The effort of three Republican state Representatives to have the Oklahoma Supreme Court disqualify Corporation Commissioner Todd Hiett from cases involving ONG, OG&E and PSO echoed a similar move weeks ago by another Commissioner.
Corporation Commissioner Bob Anthony called on Commissioner Hiett to either resign or disqualify himself from some of the cases involved, but Hiett, facing allegations of sexually groping a man in public and drunkenness, refused to give up his office.
As Reps. Tom Gann Kevin West and Rick West filed their request for a writ of prohibition against Hiett, Anthony noted he had taken the same position in a deliberating opinion filed in ONG’s $527 million rate case on August 23, 2024. Earlier that week, Anthony explicitly asked Hiett on the record if he was going to recuse himself from the case.
Hiett did not answer but actively participated during a hearing in the matter. Then on August 27, Hiett cast the deciding vote in the case, approving a $31 million rate increase for ONG customers. Anthony voted against it, saying “I do not believe this proceeding has fully complied with state law, including Ethics Rules.”
“I have easily filed more than 1,000 pages of deliberating and dissenting opinions in the last three years, pointing out where the constitution, state statutes and OCC rules have been violated – usually at ratepayers’ expense,” said Anthony upon hearing of the similarity of the legislators’ lawsuit against Hiett to his August 23 opinion.
“It is gratifying to know that people are reading my filings and using them as a blueprint to join the fight for honest government. These are multi-billion-dollar matters. I am pleased to see others who care are speaking up.”
On Wednesday, September 11, Anthony filed a brief of his own at the Oklahoma Supreme Court, asking the Court to deny a suit filed by Hiett against Anthony last month in which Hiett claimed Anthony was interfering in the OCC’s personnel investigation into Hiett’s misconduct. Anthony had called the investigation’s secrecy and limited scope (which excluded criminal conduct) “ridiculous” and “a joke,” and demanded instead a “legitimate, thorough, transparent, independent investigation” in an August 14 filing.
On August 19, Hiett filed suit against Anthony, asking the Supreme Court to prohibit “Commissioner Anthony from taking any further part in the independent investigation, … attempting … to perform his own investigation, and from making further public comment or filings related to the investigation.”
In his response brief, Anthony wrote that “all the facts and materials presented by the Petitioner [Hiett] in his Brief and in Petitioner’s Appendix should be disregarded” since they are about old, closed rate cases, not the matters involving Hiett’s misconduct. The response brief also quotes a transcript from the OCC’s August 20, 2024 meeting at which Melvin Hall, one of the outside attorneys hired to conduct the OCC’s personnel investigation, denied that he had been intimidated or that Anthony had interfered.
Now that Anthony has responded, the Court might make a decision about Hiett’s lawsuit at any time.
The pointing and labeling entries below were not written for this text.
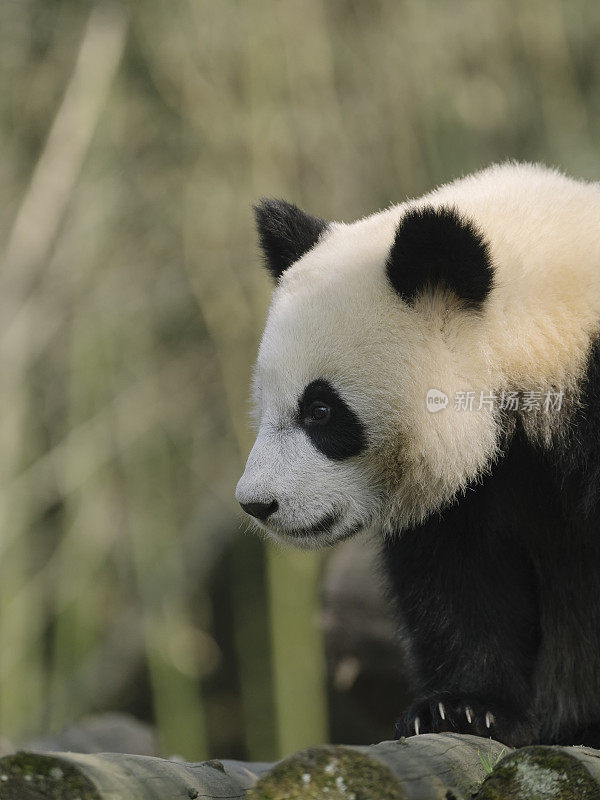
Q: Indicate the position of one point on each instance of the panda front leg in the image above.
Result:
(469, 615)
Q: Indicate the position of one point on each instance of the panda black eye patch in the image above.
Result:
(330, 424)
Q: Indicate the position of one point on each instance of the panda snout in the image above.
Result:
(260, 510)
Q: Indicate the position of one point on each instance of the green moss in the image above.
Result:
(30, 776)
(328, 773)
(539, 773)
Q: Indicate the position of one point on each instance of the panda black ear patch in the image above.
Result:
(285, 233)
(438, 247)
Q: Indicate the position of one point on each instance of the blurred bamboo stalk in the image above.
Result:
(59, 165)
(33, 234)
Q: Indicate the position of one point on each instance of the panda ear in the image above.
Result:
(438, 247)
(285, 233)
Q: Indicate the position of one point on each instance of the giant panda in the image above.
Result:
(431, 372)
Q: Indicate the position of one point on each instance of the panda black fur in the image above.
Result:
(490, 517)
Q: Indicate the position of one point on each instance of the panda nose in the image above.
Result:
(260, 510)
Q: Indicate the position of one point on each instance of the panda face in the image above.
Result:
(310, 477)
(344, 437)
(368, 318)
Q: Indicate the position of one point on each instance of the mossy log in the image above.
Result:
(429, 766)
(545, 773)
(114, 776)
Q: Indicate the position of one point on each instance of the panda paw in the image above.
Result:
(461, 714)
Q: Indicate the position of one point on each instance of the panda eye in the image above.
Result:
(318, 413)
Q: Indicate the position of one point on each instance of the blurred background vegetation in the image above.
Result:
(134, 140)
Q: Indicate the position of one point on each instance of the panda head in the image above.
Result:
(366, 321)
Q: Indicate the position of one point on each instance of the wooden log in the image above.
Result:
(545, 773)
(114, 776)
(445, 766)
(442, 766)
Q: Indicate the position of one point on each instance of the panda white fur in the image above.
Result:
(486, 291)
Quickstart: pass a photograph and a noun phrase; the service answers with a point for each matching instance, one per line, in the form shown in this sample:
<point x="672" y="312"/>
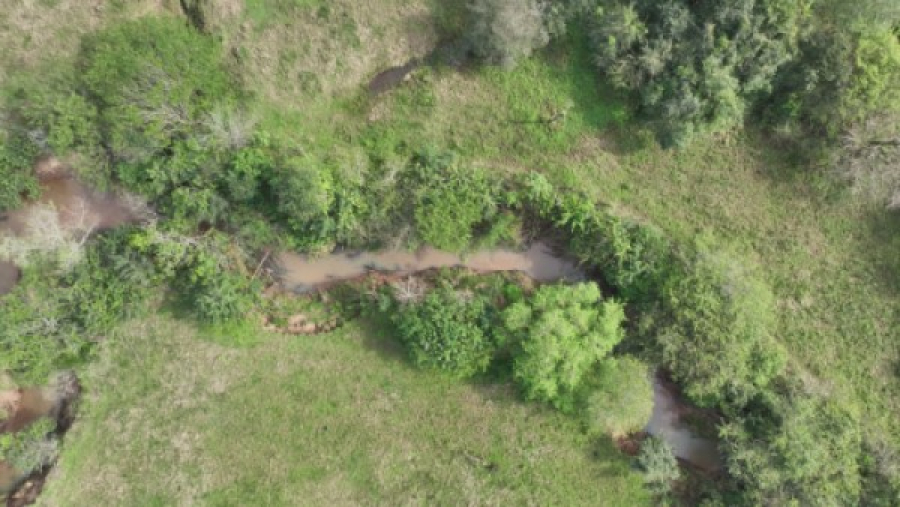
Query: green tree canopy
<point x="562" y="332"/>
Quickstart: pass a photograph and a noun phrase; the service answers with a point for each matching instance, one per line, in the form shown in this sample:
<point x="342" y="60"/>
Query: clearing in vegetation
<point x="734" y="259"/>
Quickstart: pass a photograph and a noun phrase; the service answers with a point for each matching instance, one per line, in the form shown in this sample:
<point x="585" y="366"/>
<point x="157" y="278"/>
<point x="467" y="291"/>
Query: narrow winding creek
<point x="82" y="209"/>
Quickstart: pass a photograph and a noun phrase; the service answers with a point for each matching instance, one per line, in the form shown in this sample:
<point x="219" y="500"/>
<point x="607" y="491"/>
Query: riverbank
<point x="172" y="418"/>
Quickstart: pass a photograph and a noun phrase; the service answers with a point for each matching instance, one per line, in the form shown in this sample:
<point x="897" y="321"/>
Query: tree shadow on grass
<point x="880" y="248"/>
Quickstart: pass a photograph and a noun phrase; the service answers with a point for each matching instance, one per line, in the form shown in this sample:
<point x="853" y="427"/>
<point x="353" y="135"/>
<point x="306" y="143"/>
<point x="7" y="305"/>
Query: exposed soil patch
<point x="30" y="404"/>
<point x="390" y="78"/>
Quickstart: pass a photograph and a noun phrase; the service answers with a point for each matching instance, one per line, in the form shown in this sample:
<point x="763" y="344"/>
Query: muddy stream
<point x="82" y="209"/>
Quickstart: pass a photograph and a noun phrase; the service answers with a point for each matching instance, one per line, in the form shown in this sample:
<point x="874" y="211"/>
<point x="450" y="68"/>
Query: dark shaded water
<point x="668" y="423"/>
<point x="301" y="273"/>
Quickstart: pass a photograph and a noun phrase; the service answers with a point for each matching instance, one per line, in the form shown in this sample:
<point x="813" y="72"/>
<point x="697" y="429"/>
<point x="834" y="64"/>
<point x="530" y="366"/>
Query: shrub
<point x="206" y="272"/>
<point x="16" y="177"/>
<point x="153" y="80"/>
<point x="304" y="193"/>
<point x="632" y="257"/>
<point x="659" y="465"/>
<point x="621" y="400"/>
<point x="562" y="332"/>
<point x="446" y="331"/>
<point x="809" y="455"/>
<point x="719" y="342"/>
<point x="502" y="32"/>
<point x="449" y="200"/>
<point x="38" y="335"/>
<point x="695" y="67"/>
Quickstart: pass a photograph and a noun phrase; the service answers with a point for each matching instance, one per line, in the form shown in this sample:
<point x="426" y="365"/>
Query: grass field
<point x="336" y="419"/>
<point x="174" y="419"/>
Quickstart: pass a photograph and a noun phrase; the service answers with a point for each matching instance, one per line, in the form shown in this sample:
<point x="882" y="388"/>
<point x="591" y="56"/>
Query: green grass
<point x="339" y="419"/>
<point x="832" y="262"/>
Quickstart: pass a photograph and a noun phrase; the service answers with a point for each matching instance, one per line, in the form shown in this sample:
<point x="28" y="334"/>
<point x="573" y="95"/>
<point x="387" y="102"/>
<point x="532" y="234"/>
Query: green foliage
<point x="205" y="271"/>
<point x="695" y="67"/>
<point x="40" y="334"/>
<point x="841" y="77"/>
<point x="447" y="331"/>
<point x="621" y="400"/>
<point x="659" y="465"/>
<point x="16" y="175"/>
<point x="153" y="81"/>
<point x="811" y="457"/>
<point x="106" y="287"/>
<point x="561" y="332"/>
<point x="720" y="341"/>
<point x="502" y="32"/>
<point x="632" y="257"/>
<point x="304" y="192"/>
<point x="449" y="200"/>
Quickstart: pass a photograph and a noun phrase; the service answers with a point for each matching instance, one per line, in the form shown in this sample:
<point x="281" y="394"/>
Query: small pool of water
<point x="667" y="423"/>
<point x="302" y="273"/>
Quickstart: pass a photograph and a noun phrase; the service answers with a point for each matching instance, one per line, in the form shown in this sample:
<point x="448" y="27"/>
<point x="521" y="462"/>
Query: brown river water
<point x="23" y="407"/>
<point x="80" y="207"/>
<point x="668" y="423"/>
<point x="301" y="273"/>
<point x="77" y="207"/>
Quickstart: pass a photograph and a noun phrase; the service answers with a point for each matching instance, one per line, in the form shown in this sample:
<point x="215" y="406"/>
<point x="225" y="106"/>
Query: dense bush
<point x="153" y="81"/>
<point x="205" y="271"/>
<point x="695" y="66"/>
<point x="449" y="200"/>
<point x="659" y="465"/>
<point x="719" y="342"/>
<point x="16" y="175"/>
<point x="842" y="75"/>
<point x="621" y="399"/>
<point x="503" y="32"/>
<point x="447" y="331"/>
<point x="561" y="332"/>
<point x="809" y="457"/>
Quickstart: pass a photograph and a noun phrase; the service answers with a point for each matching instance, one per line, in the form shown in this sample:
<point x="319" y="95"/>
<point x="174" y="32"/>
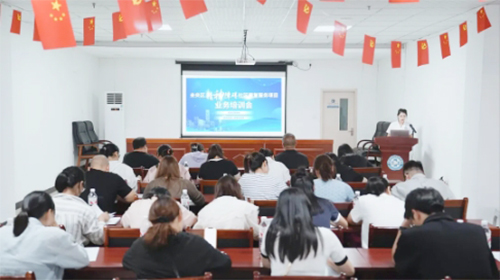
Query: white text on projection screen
<point x="240" y="104"/>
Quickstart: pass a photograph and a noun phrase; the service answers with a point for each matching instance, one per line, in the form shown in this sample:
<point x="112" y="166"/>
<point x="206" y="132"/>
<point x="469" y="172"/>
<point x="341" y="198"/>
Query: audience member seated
<point x="161" y="152"/>
<point x="326" y="186"/>
<point x="291" y="158"/>
<point x="437" y="246"/>
<point x="136" y="215"/>
<point x="108" y="186"/>
<point x="167" y="252"/>
<point x="276" y="168"/>
<point x="242" y="215"/>
<point x="36" y="243"/>
<point x="347" y="174"/>
<point x="140" y="157"/>
<point x="196" y="157"/>
<point x="112" y="152"/>
<point x="415" y="178"/>
<point x="323" y="211"/>
<point x="376" y="207"/>
<point x="256" y="183"/>
<point x="349" y="158"/>
<point x="293" y="246"/>
<point x="217" y="166"/>
<point x="168" y="177"/>
<point x="78" y="218"/>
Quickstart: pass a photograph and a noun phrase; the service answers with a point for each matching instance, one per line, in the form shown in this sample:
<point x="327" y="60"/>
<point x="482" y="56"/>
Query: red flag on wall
<point x="53" y="23"/>
<point x="89" y="31"/>
<point x="483" y="22"/>
<point x="339" y="35"/>
<point x="192" y="8"/>
<point x="16" y="22"/>
<point x="396" y="54"/>
<point x="423" y="52"/>
<point x="369" y="50"/>
<point x="463" y="34"/>
<point x="153" y="12"/>
<point x="118" y="27"/>
<point x="304" y="10"/>
<point x="445" y="45"/>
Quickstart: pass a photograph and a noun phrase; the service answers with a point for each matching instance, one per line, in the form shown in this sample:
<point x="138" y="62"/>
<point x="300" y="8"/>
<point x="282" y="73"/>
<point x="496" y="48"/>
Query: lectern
<point x="395" y="152"/>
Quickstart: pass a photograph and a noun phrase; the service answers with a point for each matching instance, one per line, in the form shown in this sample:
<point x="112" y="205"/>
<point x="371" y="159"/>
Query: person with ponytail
<point x="326" y="186"/>
<point x="293" y="246"/>
<point x="256" y="183"/>
<point x="79" y="219"/>
<point x="36" y="243"/>
<point x="165" y="251"/>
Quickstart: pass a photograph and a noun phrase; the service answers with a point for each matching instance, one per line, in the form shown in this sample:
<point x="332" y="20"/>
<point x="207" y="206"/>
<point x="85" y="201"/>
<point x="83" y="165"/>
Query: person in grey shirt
<point x="415" y="178"/>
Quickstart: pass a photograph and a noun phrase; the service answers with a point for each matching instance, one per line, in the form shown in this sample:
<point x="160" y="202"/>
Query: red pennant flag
<point x="483" y="22"/>
<point x="396" y="54"/>
<point x="463" y="34"/>
<point x="16" y="22"/>
<point x="153" y="12"/>
<point x="118" y="27"/>
<point x="339" y="35"/>
<point x="53" y="23"/>
<point x="304" y="9"/>
<point x="423" y="52"/>
<point x="369" y="50"/>
<point x="192" y="8"/>
<point x="89" y="31"/>
<point x="445" y="45"/>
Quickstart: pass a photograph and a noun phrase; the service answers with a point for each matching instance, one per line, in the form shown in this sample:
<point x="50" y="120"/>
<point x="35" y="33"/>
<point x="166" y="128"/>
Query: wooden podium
<point x="395" y="152"/>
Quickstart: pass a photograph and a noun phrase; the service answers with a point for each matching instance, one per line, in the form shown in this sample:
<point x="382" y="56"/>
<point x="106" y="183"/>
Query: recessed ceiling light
<point x="327" y="28"/>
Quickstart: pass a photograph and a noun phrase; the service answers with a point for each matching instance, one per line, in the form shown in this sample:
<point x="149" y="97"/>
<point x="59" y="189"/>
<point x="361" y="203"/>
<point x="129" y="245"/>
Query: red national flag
<point x="192" y="8"/>
<point x="463" y="34"/>
<point x="89" y="31"/>
<point x="369" y="50"/>
<point x="483" y="22"/>
<point x="339" y="35"/>
<point x="304" y="10"/>
<point x="445" y="45"/>
<point x="118" y="27"/>
<point x="396" y="54"/>
<point x="16" y="22"/>
<point x="53" y="23"/>
<point x="423" y="52"/>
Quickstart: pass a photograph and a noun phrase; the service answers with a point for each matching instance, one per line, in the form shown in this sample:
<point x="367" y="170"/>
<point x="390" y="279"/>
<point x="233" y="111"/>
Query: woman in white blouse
<point x="229" y="210"/>
<point x="36" y="243"/>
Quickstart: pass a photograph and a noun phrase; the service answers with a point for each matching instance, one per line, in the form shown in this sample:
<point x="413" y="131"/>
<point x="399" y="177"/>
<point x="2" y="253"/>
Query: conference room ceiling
<point x="274" y="24"/>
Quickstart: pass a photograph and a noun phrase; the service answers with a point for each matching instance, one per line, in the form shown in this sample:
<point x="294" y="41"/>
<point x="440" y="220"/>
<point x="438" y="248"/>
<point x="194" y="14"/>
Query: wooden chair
<point x="382" y="237"/>
<point x="456" y="208"/>
<point x="120" y="237"/>
<point x="267" y="208"/>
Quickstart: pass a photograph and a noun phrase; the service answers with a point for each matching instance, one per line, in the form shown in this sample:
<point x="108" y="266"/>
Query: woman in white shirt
<point x="242" y="214"/>
<point x="293" y="246"/>
<point x="112" y="152"/>
<point x="36" y="243"/>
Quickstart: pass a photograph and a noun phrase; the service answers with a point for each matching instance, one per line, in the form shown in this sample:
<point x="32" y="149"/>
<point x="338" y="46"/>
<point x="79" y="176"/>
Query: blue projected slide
<point x="234" y="104"/>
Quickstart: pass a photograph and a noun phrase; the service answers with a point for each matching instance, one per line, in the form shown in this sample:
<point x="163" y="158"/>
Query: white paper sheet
<point x="92" y="252"/>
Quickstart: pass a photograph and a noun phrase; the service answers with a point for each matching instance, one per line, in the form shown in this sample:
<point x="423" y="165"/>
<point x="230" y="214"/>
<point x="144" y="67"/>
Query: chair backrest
<point x="267" y="208"/>
<point x="382" y="237"/>
<point x="120" y="237"/>
<point x="456" y="208"/>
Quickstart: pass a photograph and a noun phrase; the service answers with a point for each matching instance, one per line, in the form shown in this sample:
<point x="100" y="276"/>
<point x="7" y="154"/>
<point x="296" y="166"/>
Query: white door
<point x="338" y="117"/>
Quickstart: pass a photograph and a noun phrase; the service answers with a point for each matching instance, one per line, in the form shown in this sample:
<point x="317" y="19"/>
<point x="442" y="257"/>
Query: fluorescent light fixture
<point x="327" y="28"/>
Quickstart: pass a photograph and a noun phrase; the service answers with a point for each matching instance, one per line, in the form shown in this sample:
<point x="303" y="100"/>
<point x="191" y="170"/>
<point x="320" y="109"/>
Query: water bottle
<point x="487" y="231"/>
<point x="92" y="199"/>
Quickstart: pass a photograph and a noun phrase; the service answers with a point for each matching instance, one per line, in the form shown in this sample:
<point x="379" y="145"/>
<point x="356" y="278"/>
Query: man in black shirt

The Court has said oral arguments are not anticipated. The Court could similarly decide immediately about the state representatives’ petition against Hiett, or it may ask for Hiett to respond.
The status of complaints filed at the Ethics Commission and the Council on Judicial Complaints is confidential. By law, the complaints filed in the utilities’ fuel cases at the OCC shall have a separate proceeding, but those public hearings have not been scheduled yet. The Attorney General has also not yet indicated if or when he will issue an official opinion in response to the state representatives’ request.